Here is his service record – it does not seem complete because he appears to have joined in 1919 for 5 years plus 7 years, and the record stops in 1922. Also, National Roll says that he joined in 1918, but there is no sign of that here. You can see clearly his service number: SS 119522
However, it does tell us a couple of things we did not know. Firstly, he joined after the war was over, so he was not eligible for a war gratuity, but he did qualify for a £20 bonus, and the HMS Repluse was his last posting, which ended on 8 June 1922. Before we look at the Repulse, I must say that Harry would have been hugely impressed by the HMS Emperor of India. She was a mighty beast, a battleship, and some called her a super dreadnought. She was a flagship on various occasions, but she missed the Battle of Jutland.

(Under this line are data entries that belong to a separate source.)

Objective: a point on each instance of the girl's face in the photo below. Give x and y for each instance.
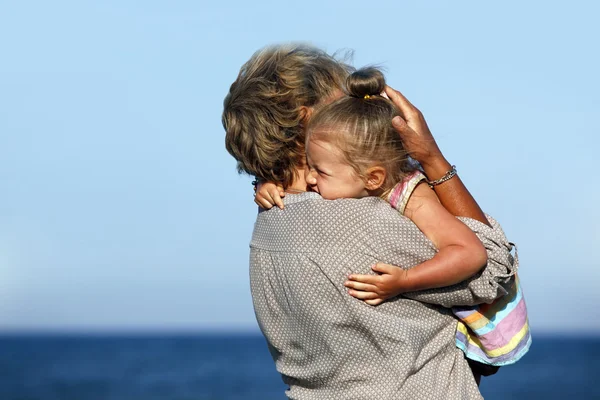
(329, 175)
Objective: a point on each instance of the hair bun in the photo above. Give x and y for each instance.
(365, 82)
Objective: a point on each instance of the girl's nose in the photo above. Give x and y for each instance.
(310, 178)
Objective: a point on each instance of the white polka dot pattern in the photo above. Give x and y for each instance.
(329, 345)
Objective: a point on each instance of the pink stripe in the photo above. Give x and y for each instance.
(506, 329)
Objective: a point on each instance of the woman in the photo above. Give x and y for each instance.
(265, 111)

I have not found a serious battle where she was engaged, and she came to (I think) an ignominious end as a target vessel for training purposes and then raised from the seabed to be scrapped.
The HMS Repulse, laid down in 1916, is the same HMS Repulse that was destroyed with the HMS Prince of Wales at the Battle for Singapore during WW2.
Make what you can of the document below, but it is important because it shows the medals that Harry won for Royal Navy service. I think they can be interpreted as follows:
ST = 1914-15 Star
V = Victory Medal
B = British War Medal
These are the same medals awarded to all the other services.
The man immediately above Harry in this list is Edward Tearle 1892 of Bramley, Leeds, in Yorkshire. He must have joined the navy very early in WW1 to be awarded the Star.
I am afraid I am at the end of my knowledge of Harry’s life and times. It would appear that he did not marry, and we know he died in Brent near London in 1979, nearly eighty years old.
The ancestry details I have written for Ernest John Tearle 1898 are the same for Harry Edward. He is on the branch of John 1741.